Após fim de semana tão favorável, será que segunda-feira, nas bolsas, as empresas de comunicação estarão com as cotações em alta? E as vendas e audiências vão recuperar? Ou estará tudo na mesma? Ou vão continuar em queda?

Repare-se como passámos a manhã de sexta suspensos na dúvida sobre onde aterraria o avião que trazia o Papa Francisco: se em Monte Real, se em Figo Maduro. Primeiro seria em Leiria, depois em Lisboa, depois retomou o programa inicial, que o mau tempo dissipara-se.

Esta informação, que mais não seria do que um pormenor, tornou-se ela própria notícia de primeira importância a alimentar expectativas. Com a avalancha da informação, com a necessidade e espaço para se contar tudo, qualquer nota de pé de página ganha estatuto de notícia. O que, há poucos anos, era noticiado num parágrafo secundário, apenas dado para mostrar que se estava atento a tudo o que se passava, e que a informação era dada na totalidade, é hoje título difundido com grandes letras e muitos decibéis.

Isto não desvaloriza a informação? A história do Pedro e do lobo vem a despropósito?

Pode dizer-se que televisões, rádios e jornais divulgam o que as pessoas querem saber. É parcialmente verdade. Se não houvesse quem quisesse ver, ouvir ou ler onde pousaria o Papa, não haveria quem se obstinasse a atualizar o destino ao minuto. Mas também é verdade que cabe aos órgãos de comunicação social divulgarem as informações de acordo com a sua importância relativa. Não é sério querer passar a ética para o lado do consumidor.

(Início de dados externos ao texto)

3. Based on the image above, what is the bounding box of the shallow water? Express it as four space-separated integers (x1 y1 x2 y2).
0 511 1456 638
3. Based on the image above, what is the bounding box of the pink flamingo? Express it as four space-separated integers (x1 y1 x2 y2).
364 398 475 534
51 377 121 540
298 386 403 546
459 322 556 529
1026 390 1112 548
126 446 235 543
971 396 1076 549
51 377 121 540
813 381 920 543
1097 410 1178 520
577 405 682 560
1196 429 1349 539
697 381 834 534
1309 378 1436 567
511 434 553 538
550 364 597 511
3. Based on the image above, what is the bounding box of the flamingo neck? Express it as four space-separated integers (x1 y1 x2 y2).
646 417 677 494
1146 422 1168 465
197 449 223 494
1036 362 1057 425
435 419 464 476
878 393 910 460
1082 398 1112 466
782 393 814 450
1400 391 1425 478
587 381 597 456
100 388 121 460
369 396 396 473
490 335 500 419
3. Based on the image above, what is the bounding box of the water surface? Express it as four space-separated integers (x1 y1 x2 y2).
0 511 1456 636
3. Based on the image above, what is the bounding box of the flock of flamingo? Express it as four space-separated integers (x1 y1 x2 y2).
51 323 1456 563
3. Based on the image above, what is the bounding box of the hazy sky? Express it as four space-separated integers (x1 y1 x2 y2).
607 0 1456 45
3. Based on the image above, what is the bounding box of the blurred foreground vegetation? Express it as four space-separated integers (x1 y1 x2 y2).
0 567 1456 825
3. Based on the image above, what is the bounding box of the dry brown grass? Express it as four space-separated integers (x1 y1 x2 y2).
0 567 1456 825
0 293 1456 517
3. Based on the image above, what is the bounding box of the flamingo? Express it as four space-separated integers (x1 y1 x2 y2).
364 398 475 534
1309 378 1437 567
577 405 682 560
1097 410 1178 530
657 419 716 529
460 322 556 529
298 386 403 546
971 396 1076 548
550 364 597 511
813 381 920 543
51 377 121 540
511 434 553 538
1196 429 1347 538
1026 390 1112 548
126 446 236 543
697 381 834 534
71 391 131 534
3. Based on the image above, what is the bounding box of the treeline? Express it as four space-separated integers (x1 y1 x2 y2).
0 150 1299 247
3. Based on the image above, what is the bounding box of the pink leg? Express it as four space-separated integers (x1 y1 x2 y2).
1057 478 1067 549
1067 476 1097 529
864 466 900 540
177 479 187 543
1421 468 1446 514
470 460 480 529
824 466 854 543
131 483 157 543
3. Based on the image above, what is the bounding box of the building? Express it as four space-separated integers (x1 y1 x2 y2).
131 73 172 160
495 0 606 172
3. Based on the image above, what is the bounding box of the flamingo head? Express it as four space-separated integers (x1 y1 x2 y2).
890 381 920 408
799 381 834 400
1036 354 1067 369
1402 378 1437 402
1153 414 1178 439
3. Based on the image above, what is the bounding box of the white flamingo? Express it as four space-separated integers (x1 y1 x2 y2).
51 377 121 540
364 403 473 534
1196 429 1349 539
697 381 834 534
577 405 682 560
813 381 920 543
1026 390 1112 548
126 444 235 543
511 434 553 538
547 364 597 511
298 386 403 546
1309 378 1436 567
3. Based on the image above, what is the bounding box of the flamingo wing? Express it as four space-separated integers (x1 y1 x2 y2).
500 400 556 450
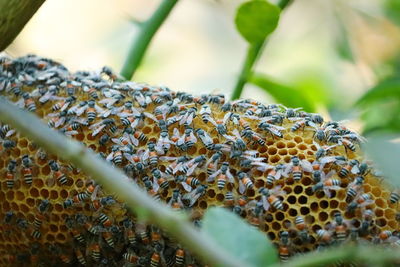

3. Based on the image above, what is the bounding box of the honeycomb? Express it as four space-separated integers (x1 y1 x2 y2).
0 55 400 266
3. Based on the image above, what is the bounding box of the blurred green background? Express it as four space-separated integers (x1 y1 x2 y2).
6 0 400 133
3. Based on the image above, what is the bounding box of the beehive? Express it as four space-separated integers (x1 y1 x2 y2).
0 55 400 266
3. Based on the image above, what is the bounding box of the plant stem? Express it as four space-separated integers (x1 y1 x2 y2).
231 0 292 100
271 245 400 267
121 0 178 80
0 0 45 51
0 97 246 267
231 40 265 100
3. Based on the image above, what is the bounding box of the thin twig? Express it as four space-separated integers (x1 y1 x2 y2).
0 0 45 51
121 0 178 80
0 97 246 267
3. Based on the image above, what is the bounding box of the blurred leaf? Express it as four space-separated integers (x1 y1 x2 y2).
356 77 400 106
202 208 278 266
361 100 400 134
249 74 315 112
384 0 400 25
365 135 400 186
235 0 280 43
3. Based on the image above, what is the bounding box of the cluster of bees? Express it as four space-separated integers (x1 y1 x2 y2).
0 55 400 267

Como atua a Comunicação Social determina a importância que acaba por ser dada a cada acontecimento. Um exemplo? O Caso Maddie: quantas crianças desaparecem e quantas tiveram (e têm) aquela cobertura mediática? Há milhares e nenhuma outra a teve. A menina inglesa chegou aos placards dos estádios de futebol.

Jornais, rádios , televisões e net pegam num tema, começam a gritá-lo e, de repente, o que era um caso local transforma-se numa questão nacional. Mas afinal onde acabaria por aterrar o Papa? E será que Luisão vai ultrapassar Eusébio e Coluna em títulos? E Néne? E porque será que “Salvador não tem planos para depois”? Pobre Salvador Sobral, que aparenta querer ser comedido e não o deixam.

Se é preciso valorizar o assunto, a receita é conhecida: fazer umas tantas reportagens sobre temas relacionados (por exemplo: ainda há pastores em Fátima?) e organizar mesas redondas com comentadores conhecidos. Uns novos ângulos de análise alternativa e a coisa torna-se empolgante. Já houve quem teorizasse que o poder da comunicação social vem mais da escolha que faz sobre o que publica e não publica – e do destaque que lhe atribui – do que do conteúdo e orientação que dá à informação (Alain de Botton: As notícias, manual de utilização).

Vemos as notícias porque tememos que alguma coisa importante esteja a acontecer sem que o saibamos. Mas quando o que têm para nos dizer é onde vai aterrar o Papa por causa dos ventos ou que o nosso Salvador ainda não tem projetos caso vença – então é a desilusão. E que dizer do interesse dos inúmeros “inquéritos de rua”, em que se pergunta a incautos transeuntes o que pensam do Papa, de Fátima, do ponta-de-lança do Benfica, do guarda-redes do Guimarães ou mesmo da letra do “Amor pelos dois”?

- Vem de onde? E diga-nos lá: este é o Papa de que o mundo precisa? Este é o treinador que o Benfica deve ter? Esta é a canção que nos representa?

- Bom, eu… - o que disser não interessa nada, o importante é que o espaço está preenchido.

Uma vez mais: que tem a história do Pedro e do lobo com os órgãos de informação? Um não foi salvo quando precisava; os outros tanto se banalizam que estão a caminho de nos deixarem indiferentes.